The solution of the global system can be achieved by solving the Schur complement system

$\begin{equation} S x_{2} = \hat{b}_{2} \end{equation} \tag{ 10 }$

first and then solving the interior system

$\begin{equation} A_{11} x_{1} = b_{1} - A_{12} x_{2}. \end{equation} \tag{ 11 }$

If k interior subdomains are extracted, the coefficient matrix of (6) has the form

$\begin{equation} \left( \begin{array}{@{}ccc@{}} A_{11} & \vline & A_{12} \\ \hline A_{21} & \vline & A_{22} \end{array}\right) = \left( \begin{array}{@{}cccccc@{}} D_{1} & & & & \vline & E_{1}\\ & D_{2} & & & \vline & E_{2}\\ & & \ddots & & \vline & \vdots\\ & & & D_{k} & \vline & E_{k}\\ \hline F_{1} & F_{2} & \cdots & F_{k} & \vline & A_{22} \end{array}\right), \end{equation} \tag{ 12 }$

where D_l is the lth subdomain and E_l and F_l are the interfaces between D_l and A₂₂. There are two processor groups g_l and g_s: processors in g_l factorize the subdomain D_l and rows of D_l, E_l and columns of F_l are distributed among these processors⁸; processors in g_s solve the Schur complement system (10).

In parallel, the Schur complement S in (8) is computed as

$\begin{equation} \hskip-0.6in S = A_{22} - \sum_{l=1}^{k}F_{l}D_{l}^{-1}E_{l} = A_{22} - \sum_{l=1}^{k}(U_{l}^{-\mathrm{T}}F_{l}^{\mathrm{T}})^{\mathrm{T}}(L_{l}^{-1}E_{l}) = A_{22} - \sum_{p=1}^{n_{p}}W^{(p)}G^{(p)}, \end{equation} \tag{ 13 }$

for an LU factorization D_l = L_lU_l.
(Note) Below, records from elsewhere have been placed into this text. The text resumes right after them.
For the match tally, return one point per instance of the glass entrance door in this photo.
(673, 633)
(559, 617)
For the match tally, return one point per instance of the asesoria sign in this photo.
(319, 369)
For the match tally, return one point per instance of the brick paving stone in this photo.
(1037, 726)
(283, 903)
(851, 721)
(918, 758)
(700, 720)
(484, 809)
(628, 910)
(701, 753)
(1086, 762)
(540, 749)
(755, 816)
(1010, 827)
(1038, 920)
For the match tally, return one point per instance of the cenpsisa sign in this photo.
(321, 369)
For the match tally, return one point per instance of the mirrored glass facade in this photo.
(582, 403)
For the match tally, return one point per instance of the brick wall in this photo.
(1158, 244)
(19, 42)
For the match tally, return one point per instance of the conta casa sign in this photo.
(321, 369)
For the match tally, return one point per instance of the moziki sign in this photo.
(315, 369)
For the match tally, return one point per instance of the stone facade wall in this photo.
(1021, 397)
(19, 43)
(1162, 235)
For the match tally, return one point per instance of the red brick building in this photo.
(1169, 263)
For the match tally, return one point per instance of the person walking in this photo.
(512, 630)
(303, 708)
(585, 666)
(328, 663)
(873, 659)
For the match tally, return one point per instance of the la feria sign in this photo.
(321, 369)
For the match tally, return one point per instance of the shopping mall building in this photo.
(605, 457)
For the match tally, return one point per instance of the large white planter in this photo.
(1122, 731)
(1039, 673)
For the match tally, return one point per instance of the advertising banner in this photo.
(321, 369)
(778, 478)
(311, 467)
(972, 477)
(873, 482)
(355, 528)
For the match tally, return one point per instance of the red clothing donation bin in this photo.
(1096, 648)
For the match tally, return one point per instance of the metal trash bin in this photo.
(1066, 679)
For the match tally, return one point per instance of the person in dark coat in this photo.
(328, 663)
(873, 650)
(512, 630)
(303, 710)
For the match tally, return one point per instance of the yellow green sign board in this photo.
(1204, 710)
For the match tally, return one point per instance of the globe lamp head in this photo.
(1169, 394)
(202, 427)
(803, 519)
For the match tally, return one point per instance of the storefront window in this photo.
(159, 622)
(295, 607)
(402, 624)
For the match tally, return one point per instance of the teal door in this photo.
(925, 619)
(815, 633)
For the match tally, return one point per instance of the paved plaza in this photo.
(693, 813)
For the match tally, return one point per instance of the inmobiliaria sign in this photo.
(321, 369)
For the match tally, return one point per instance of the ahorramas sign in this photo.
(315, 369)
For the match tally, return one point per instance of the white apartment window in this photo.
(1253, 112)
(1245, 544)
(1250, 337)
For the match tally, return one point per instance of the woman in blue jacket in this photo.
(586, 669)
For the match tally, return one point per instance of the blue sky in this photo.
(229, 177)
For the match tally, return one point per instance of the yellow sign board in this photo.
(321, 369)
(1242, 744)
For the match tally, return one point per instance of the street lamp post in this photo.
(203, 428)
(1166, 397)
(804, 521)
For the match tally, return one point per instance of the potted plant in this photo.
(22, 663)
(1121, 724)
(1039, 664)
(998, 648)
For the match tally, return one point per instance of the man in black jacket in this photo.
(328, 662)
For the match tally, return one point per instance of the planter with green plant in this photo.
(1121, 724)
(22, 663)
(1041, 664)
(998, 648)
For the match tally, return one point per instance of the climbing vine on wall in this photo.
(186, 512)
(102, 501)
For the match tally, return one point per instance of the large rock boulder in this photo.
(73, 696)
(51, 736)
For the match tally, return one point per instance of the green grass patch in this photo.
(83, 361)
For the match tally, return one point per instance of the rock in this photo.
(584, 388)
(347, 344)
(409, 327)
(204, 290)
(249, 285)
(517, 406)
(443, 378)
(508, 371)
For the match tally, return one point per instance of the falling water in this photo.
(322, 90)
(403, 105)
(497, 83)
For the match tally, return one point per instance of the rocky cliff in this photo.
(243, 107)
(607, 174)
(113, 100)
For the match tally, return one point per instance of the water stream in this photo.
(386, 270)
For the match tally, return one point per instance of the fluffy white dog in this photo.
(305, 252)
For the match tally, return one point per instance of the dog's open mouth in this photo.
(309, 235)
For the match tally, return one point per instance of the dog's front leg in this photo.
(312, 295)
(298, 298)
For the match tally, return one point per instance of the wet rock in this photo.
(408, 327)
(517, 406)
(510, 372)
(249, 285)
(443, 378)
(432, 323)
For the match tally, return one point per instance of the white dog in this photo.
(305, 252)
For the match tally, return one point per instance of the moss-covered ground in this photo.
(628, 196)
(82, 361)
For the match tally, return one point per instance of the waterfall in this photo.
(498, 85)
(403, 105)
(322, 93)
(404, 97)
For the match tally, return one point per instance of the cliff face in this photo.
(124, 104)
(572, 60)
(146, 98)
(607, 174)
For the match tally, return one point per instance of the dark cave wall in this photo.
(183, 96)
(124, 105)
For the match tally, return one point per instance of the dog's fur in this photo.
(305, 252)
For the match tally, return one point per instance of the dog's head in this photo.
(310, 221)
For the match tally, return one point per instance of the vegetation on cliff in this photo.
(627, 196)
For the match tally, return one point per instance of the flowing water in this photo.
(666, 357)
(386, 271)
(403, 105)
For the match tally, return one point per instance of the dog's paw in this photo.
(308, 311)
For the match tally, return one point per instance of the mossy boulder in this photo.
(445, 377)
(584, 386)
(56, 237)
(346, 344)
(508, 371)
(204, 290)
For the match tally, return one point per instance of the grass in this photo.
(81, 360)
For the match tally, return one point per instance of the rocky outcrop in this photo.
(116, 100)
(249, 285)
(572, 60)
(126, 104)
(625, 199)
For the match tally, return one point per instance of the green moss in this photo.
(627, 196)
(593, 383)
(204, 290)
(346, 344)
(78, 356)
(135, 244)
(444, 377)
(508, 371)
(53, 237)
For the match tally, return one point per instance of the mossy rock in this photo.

Here, n_p is the number of cores used to solve the entire system, and the matrices W^(p) and G^(p) are given by⁹

$\begin{equation} W^{(p)} = W(:,j_{p}:(j_{p+1}-1)),\quad G^{(p)} = G(j_{p}:(j_{p+1}-1),:), \end{equation} \tag{ 14 }$

such that the pth processor owns the j_pth through (j_p+1 − 1)th columns of W = (U^−T₁₁A^T₂₁)^T and rows of G = L⁻¹₁₁A₁₂, where A₁₁ = L₁₁U₁₁ given by L_l and U_l, l = 1,...,k.

When computing W^(p) and G^(p), their approximations $\tilde {W}^{(p)}$ and $\tilde {G}^{(p)}$ are calculated by discarding nonzeros with magnitudes less than a prescribed drop tolerance σ₁, and the approximate update matrix $\tilde {T}^{(p)} =\tilde {W}^{(p)}\tilde {G}^{(p)}$ . If the pth processor belongs to the processor group g_s, to compute its local portion of the approximate Schur complement, it gathers the corresponding rows of $\tilde {T}^{(q)}$ from all processors, and computes

$\begin{eqnarray*} &&\hat{S}^{(p)} = A_{22}^{(p)} - \sum_{q}\tilde{T}^{(q)}(i_{p}:(i_{p+1}-1),:), \end{eqnarray*}$

where the pth processor owns the i_pth through the (i_p+1 − 1)th row of A₂₂. Moreover, small nonzeros are dropped from $\hat {S}^{(p)}$ to form its approximation $\tilde {S}^{(p)}$ with dropping tolerance σ₂. In the process of computing the approximate Schur complement $\tilde {S}$ , several performance-enhancing techniques are employed [3].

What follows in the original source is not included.